LLMs can replace a lot of CRUD apps and skeleton code, tooling, scripting, infra setup etc, but when it comes to the hard stuff they still suck.
Give me a whiteboard and a fellow engineer anyday
toprerules•1h ago
The irony is that I haven't seen AI have nearly as large of an impact anywhere else. We truly have automated ourselves out of work, people are just catching up with that fact and the people that just wanted to make money from software can now finally stop pretending that "passion" for "the craft" was every really part of their motivating calculus.
shahbaby•1h ago
So when things break or they have to make changes, and the AI gets lost down a rabbit hole, who is held accountable?
toprerules•55m ago
My point is that SWEs are living on a prayer that AI will be perched on a knifes edge where there is still be some amount of technical work to make our profession sustainable and from what I'm seeing that's not going to be the case. It won't happen overnight, but I doubt my kids will ever even think about a computer science degree or doing what I did for work.
mjr00•35m ago
toprerules•19m ago
mjr00•13m ago
Quothling•16m ago
I make it sound like I agree with you, and I do to an extend. Hell, I'd want my kids to be plumbers or similar where I would've wanted them to go to an university a couple of years ago. With that said. I still haven't seen anything from AI's to convince me that you don't need computer science. To put it bluntly, you don't need software engineering to write software, until you do. A lot of the AI produced software doesn't scale, and none of our agents have been remotely capable of making quality and secure code even in the hands of experienced programmers. We've not seen any form of changes over the past two years either.
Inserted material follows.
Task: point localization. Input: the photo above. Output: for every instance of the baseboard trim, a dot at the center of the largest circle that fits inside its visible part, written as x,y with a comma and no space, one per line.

Of course this doesn't mean you're wrong either. Because we're going to need a lot less programmers regardless. We need the people who know how computers work, but in my country that is a fraction of the total IT worker pool available. In many CS educations they're not even taught how a CPU or memory functions. They are instead taught design patterns, OOP and clean architecture. Which are great when humans are maintaining code, but even small abstractions will cause l1-3 cache failures. Which doesn't matter, until it does.
asa400•53m ago
But if your job depends on taste, design, intuition, sociability, judgement, coaching, inspiring, explaining, or empathy in the context of using technology to solve human problems, you’ll be fine. The premium for these skills is going _way_ up.
toprerules•45m ago
hackyhacky•38m ago
We are in this pickle because programmers are good at making tools that help programmers. Programming is the tip of the spear, as far as AI's impact goes, but there's more to come.
Why pay an expensive architect to design your new office building, when AI will do it for peanuts? Why pay an expensive lawyer to review your contract? Why pay a doctor, etc.
Short term, doing for lawyers, architects, civil engineers, doctors, etc what Claude Code has done for programmers is a winning business strategy. Long term, gaining expertise in any field of intellectual labor is setting yourself up to be replaced.